Re: [RFC PATCH v0 0/3] sched/numa: Process Adaptive autoNUMA

From: Bharata B Rao <bharata@amd.com>
To: Mel Gorman <mgorman@suse.de>
Cc: linux-kernel@vger.kernel.org, mingo@redhat.com,
	peterz@infradead.org, juri.lelli@redhat.com,
	vincent.guittot@linaro.org, dietmar.eggemann@arm.com,
	rostedt@goodmis.org, bsegall@google.com, bristot@redhat.com,
	dishaa.talreja@amd.com, "Huang2, Wei" <Wei.Huang2@amd.com>
Subject: Re: [RFC PATCH v0 0/3] sched/numa: Process Adaptive autoNUMA
Date: Tue, 1 Feb 2022 18:37:23 +0530	[thread overview]
Message-ID: <ff74bacd-9092-4ebb-a5bb-98e49cf314a9@amd.com> (raw)
In-Reply-To: <20220131121707.GW3301@suse.de>

On 1/31/2022 5:47 PM, Mel Gorman wrote:
> On Fri, Jan 28, 2022 at 10:58:48AM +0530, Bharata B Rao wrote:
>> Hi,
>>
>> This patchset implements an adaptive algorithm for calculating the autonuma
>> scan period.
> 
> autonuma refers to the khugepaged-like approach to NUMA balancing that
> was later superceded by NUMA Balancing (NUMAB) and is generally reflected
> by the naming e.g. git grep -i autonuma and note how few references there
> are to autonuma versus numab or "NUMA balancing". I know MMTests still
> refers to AutoNUMA but mostly because at the time it was written,
> autoNUMA was what was being evaluated and I never updated the naming.

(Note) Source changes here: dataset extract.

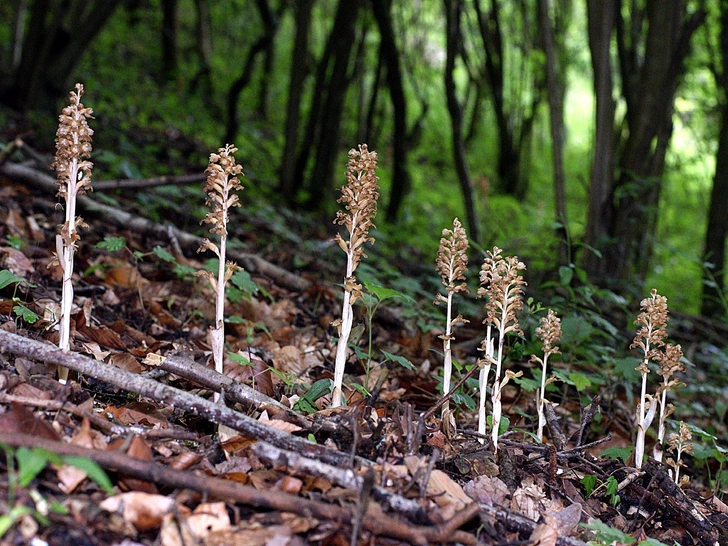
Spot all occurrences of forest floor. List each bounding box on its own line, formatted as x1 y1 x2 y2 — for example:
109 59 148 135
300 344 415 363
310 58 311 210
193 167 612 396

Thanks. Noted and will use appropriate terminologies next time onward.

> 
>> In the existing mechanism of scan period calculation,
>>
>> - scan period is derived from the per-thread stats.
>> - static threshold (NUMA_PERIOD_THRESHOLD) is used for changing the
>>   scan rate.
>>
>> In this new approach (Process Adaptive autoNUMA or PAN), we gather NUMA
>> fault stats at per-process level which allows for capturing the application
>> behaviour better. In addition, the algorithm learns and adjusts the scan
>> rate based on remote fault rate. By not sticking to a static threshold, the
>> algorithm can respond better to different workload behaviours.
>>
> 
> NUMA Balancing is concerned with threads (task) and an address space (mm)
> so basing the naming on Address Space rather than process may be more
> appropriate although I admit the acronym is not as snappy.

Sure, will think about more appropriate naming.

> 
>> Since the threads of a processes are already considered as a group,
>> we add a bunch of metrics to the task's mm to track the various
>> types of faults and derive the scan rate from them.
>>
> 
> Enumerate the types of faults and note how the per-thread and
> per-address-space metrics are related.

Sure will list the type of faults and describe the.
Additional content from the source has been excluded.